Prozess gegen Gladbacher Salafistenprediger Sven Lau bittet Zeugen um eine Aussage

Für den Salafistenprediger aus Mönchengladbach schwinden die Chancen, den Prozess zu wenden. Die vermeintlichen Entlastungszeugen wollen vor Gericht nicht aussagen. Deshalb probiert es Lau mit einem persönlichen Appell.

 Salafistenprediger Sven Lau steht vor dem Oberlandesgericht Düsseldorf. Am Mittwoch bat er einen ehemaligen Weggefährten darum, die Wahrheit zu sagen.
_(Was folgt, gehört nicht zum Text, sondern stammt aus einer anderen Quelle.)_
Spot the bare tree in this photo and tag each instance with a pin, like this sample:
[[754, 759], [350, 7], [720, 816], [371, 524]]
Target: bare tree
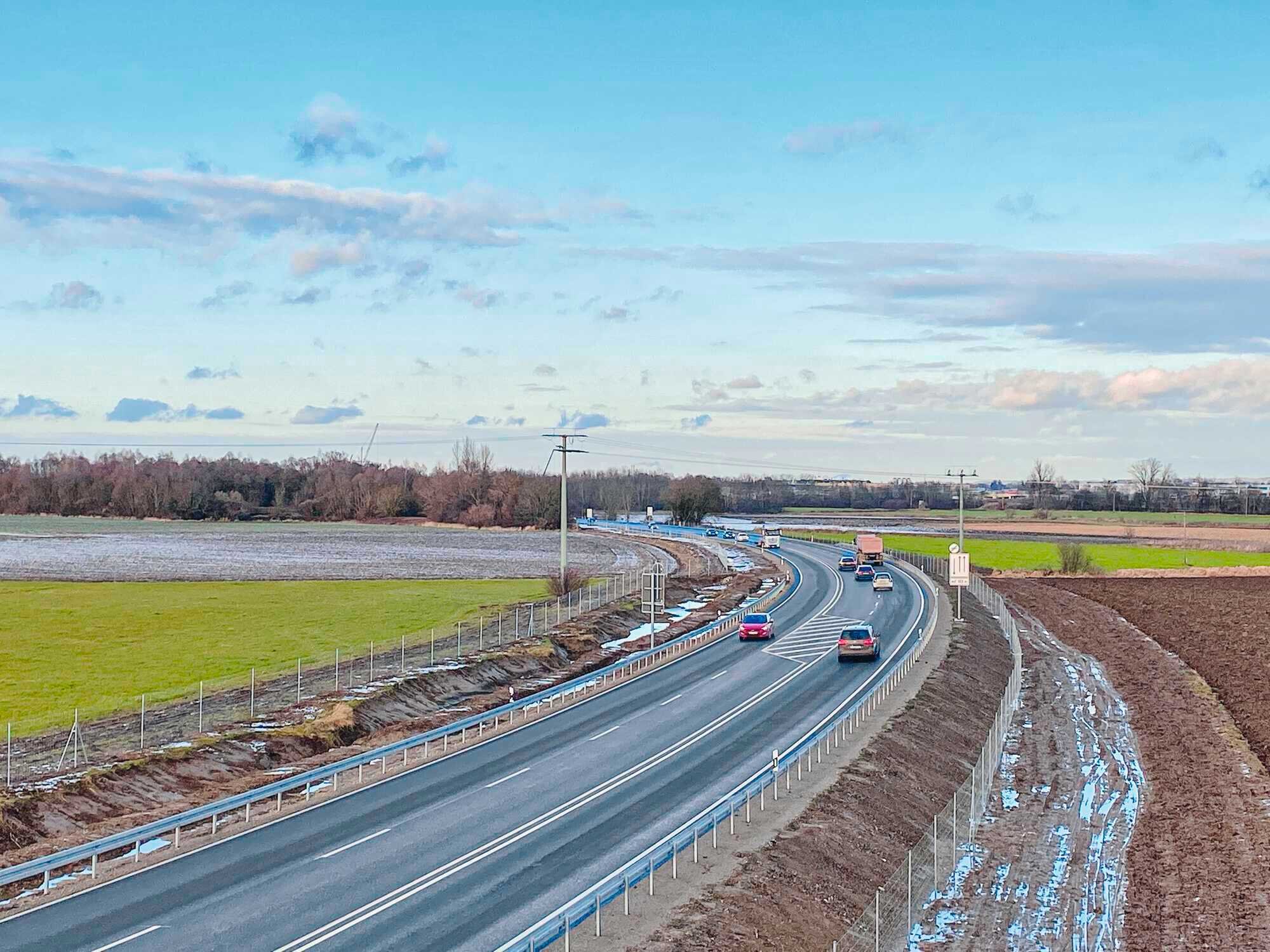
[[1041, 480], [1151, 475]]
Salafistenprediger Sven Lau steht vor dem Oberlandesgericht Düsseldorf. Am Mittwoch bat er einen ehemaligen Weggefährten darum, die Wahrheit zu sagen.

Foto: dpa, fg pil

"Ich hab dich kennengelernt", sagt Sven Lau zu seinem ehemaligen Weggefährten Zoubir L. "Kannst du es mit seinem Gewissen vereinbaren, hier nicht die Wahrheit über mich zu sagen?" Sven Lau will sich am Mittwoch im Hochsicherheitstrakt des Düsseldorfer Oberlandesgerichts die Chance nicht nehmen lassen, Zoubir L. ins Gewissen zu reden.

Der 37-jährige L. sitzt derzeit selbst hinter Gittern, weil er 2013 nach Syrien ausgereist ist und versucht hat, sich einer Terrormiliz anzuschließen. Doch daraus wurde nichts, nur drei Tage war er in dem Lager der "Jamwa" ("Armee der Auswanderer und Unterstützer"). Im Februar ist L. deswegen vom gleichen Senat um den Vorsitzenden Richter Frank Schreiber zu zweieinhalb Jahren Haft verurteilt worden. Der Bundesanwalt meint, dass Salafistenprediger Sven Lau seinen damaligen Gladbacher Weggefährten Zoubir L. für die Kampfgruppe der "Jamwa" angeworben hatte. Unter anderem deswegen steht Lau vor Gericht. Am Mittwoch ist Hauptverhandlungstag 51, die Plädoyers sind schon gesprochen, doch das Gericht hat die Beweisaufnahme auf Antrag der Verteidigung noch einmal eröffnet.

Lau will Fragen stellen

Dass Lau eine längere Gefängnisstrafe erwartet, hat sich offenbar auch in der Salafistenszene herumgesprochen. Am Mittwoch erscheinen etwa ein Dutzend Anhänger im Gerichtssaal, mehr als sonst. Die Bundesanwaltschaft hatte sechseinhalb Jahre Haft für Lau gefordert, die Verteidigung einen Freispruch.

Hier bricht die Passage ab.